6 years ago I wrote a lot about a similar idea and here is a large extract of that, slightly updated to current technology:

Let us define the following module stack:

FileSwitch Device based filing systems: *Filecore*, DOSFS, CDFS and later DVDFS, NTFS, UNIXFS ;-) DeviceCore maintaining devices/discs list (HD, CDs, ...) Card modules: IDECard, SCSICard, RapIDEcard,...

So, basically:

- card modules detect the devices connected to them and registers them to DeviceCore with hooks for performing the basic operations for the devices (for example the DiscOp swis for floppies and harddiscs).

- DeviceCore adds the connected devices to the Iconbar and when the device is mounted, it creates a 'disc' object and propose it to each registered Device based filing system until one of them accept its device type and the format of its 'disc' and adds it to its list of managed discs. From now access to that 'disc' is made through that Filing system and routed to the card and device holding the disc.

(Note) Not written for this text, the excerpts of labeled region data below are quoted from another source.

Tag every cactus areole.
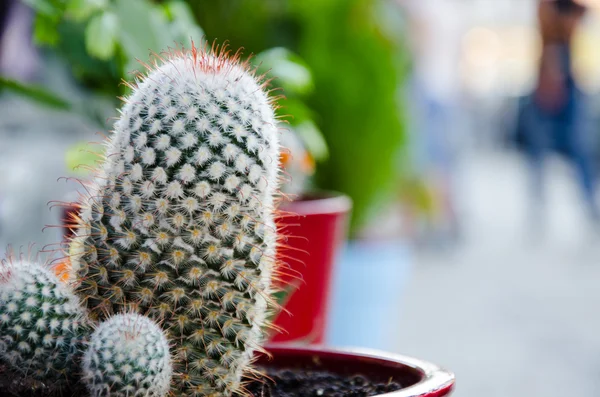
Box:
[70,44,279,396]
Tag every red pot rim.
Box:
[266,344,455,397]
[281,192,352,215]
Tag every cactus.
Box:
[83,314,173,397]
[70,46,279,396]
[0,255,90,388]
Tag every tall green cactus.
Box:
[82,314,173,397]
[0,256,90,388]
[70,43,279,396]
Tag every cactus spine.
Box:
[70,44,279,396]
[83,314,173,397]
[0,256,90,388]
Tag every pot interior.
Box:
[258,346,425,388]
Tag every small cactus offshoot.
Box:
[70,41,280,396]
[83,314,173,397]
[0,256,90,388]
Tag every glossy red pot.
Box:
[271,193,352,344]
[258,344,454,397]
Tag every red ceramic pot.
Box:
[259,344,454,397]
[271,193,352,344]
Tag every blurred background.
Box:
[0,0,600,397]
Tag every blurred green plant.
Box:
[18,0,408,231]
[195,0,408,232]
[25,0,204,99]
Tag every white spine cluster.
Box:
[0,259,89,387]
[83,314,173,397]
[71,44,279,396]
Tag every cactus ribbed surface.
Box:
[0,258,90,388]
[83,314,173,397]
[70,44,279,396]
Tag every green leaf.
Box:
[293,120,329,161]
[115,0,161,72]
[164,0,204,46]
[0,76,71,110]
[33,13,60,46]
[65,142,100,176]
[65,0,108,22]
[85,12,119,60]
[23,0,63,16]
[254,47,314,95]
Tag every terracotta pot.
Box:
[258,344,454,397]
[271,193,352,344]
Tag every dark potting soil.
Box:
[239,369,402,397]
[0,367,402,397]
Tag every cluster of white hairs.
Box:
[0,256,91,388]
[70,42,280,396]
[82,314,172,397]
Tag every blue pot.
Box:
[326,240,413,350]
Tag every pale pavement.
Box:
[394,152,600,397]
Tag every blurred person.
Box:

As you see, its much of the same process than current process but much more logically divided and more flexible. It has the following advantages:

- Each Filing System can be written in total independance from the hardware, which means once written it can be used no matter how you connected your device.

- You can provide DeviceCore with swis to list connected devices (maybe also mounted discs?) which would be usefull for a Find tools, Explorer like programs.

- The Free tool can now access non FileCore based floppies and harddiscs.

- A Verify tool could be defined just as ScanDisc for Windows with access to any connected device (or maybe limited to any sector formatted devices): the physical format of any disc can be checked and with the help of a hook in every Filing System, the integrity of the logical structure of the disc can be checked too.

- The stupid division of 4 Floppies and 4 HardDisc is dropped. It was already not used anymore by the latest versions of ATAFS where my HD as the number 0 and is not found by BlackHole when he try to find a file all 'All Harddiscs'.

- DeviceCore would support by default the following type of discs: floppies, harddiscs, CDs, DVDs and image files, but well designed it could support registration of additionnal device types such as Zip or Syquest drives, tape drivers, maybe even scanners and printers. As I see it Device Types would come as modules registering to DeviceCore the default icon bar icon (filing systems could provide a new icon and text when the disc is mounted) and menu for such devices, providing the logical access methods and describing the physical access methods cards need to provide whe registering such a device.

- If I understand correctly creating partitions on a disc is only a matter of organising the logical structure of a disc. In this case formatting and creating partitions could be provided by another tool accessing DeviceCore.

So, the main work to be done is DeviceCore and: - a bit of reorganisation to split FileCore into the FS itself (renamed), and the modules FloppyDisc, HardDisc and ImageFile. - the same for CDFS and CDDisc. - taking the revelant parts out of ADFS to create the IDECard module. - the same for SCSIFS.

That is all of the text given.